新人のほとばしる才気を短編で読むこの愉楽よ!~「室外機室」 – 8th FEB.

新人のほとばしる才気を短編で読むこの愉楽よ!~「室外機室」

今でこそ「ダンジョン飯」の作者として有名な九井諒子さんですが、初期短編集「ひきだしにテラリウム」を見いだしたときの感動は、今も忘れられません(当時、roomieにコミックレビューを書いてしまったくらいです →【いえよみ】コミックでショートショートを堪能!~「ひきだしにテラリウム」を読む)。「この人、すごい! たぶんヒット作を出せる!」と思ったものです。

新人の短編集を買うのはマンガ読みとしての趣味のひとつですが、今回もそのひとつ、どこかで紹介されていたのが気になっていて、「ほしいものリスト」に入れておいたものをようやく読みました。そしたらこれが……すごい! 「ひきだしにテラリウム」は星新一のショートのような趣(これは褒め言葉)でしたが、こちらは村上春樹の初期短編集のような雰囲気(これも褒め言葉)を醸しつつ、独特な雰囲気をまとった短編が収録されています。

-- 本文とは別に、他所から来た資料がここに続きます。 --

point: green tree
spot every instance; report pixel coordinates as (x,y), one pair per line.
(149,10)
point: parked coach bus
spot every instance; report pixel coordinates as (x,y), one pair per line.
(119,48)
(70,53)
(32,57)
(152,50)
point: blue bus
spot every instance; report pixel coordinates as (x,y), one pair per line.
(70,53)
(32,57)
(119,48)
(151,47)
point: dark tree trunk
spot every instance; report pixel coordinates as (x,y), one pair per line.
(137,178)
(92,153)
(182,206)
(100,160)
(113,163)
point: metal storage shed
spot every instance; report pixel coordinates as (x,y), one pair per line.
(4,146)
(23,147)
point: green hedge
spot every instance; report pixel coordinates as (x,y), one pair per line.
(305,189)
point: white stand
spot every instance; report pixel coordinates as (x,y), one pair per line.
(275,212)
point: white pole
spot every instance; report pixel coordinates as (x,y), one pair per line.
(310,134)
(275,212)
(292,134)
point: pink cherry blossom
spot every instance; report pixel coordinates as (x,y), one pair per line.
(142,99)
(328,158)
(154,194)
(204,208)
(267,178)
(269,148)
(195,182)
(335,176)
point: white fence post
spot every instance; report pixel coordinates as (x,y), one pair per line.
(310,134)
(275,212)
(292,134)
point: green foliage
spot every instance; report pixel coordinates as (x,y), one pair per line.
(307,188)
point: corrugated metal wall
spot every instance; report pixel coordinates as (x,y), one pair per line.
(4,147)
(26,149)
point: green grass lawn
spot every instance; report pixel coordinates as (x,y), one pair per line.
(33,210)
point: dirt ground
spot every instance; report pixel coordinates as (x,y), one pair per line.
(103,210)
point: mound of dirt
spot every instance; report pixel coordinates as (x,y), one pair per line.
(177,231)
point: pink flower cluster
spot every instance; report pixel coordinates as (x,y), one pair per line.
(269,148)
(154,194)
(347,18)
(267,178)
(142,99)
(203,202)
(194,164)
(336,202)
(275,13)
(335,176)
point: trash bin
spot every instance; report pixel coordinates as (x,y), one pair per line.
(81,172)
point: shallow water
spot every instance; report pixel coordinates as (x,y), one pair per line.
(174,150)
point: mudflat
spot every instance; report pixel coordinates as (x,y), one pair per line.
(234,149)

図書館で別世界に迷い込む話もぐいぐい引き込まれてページをめくってしまったし、存在しない謎のラジオ番組を一年聞き続ける話も唸らされたし、謎の同人誌をめぐる短編もよかった。……とチラッと読みたくなりそうなレビューにしておいて、後は読んでいただきたい。

短編集で才能があることと、長編でヒットを出すことは必ずしも一致しないのが、世の中の難しいところではありますが、ぜひともここで立ち止まることなく、センスのある作品を次々と著していただきたいと思います。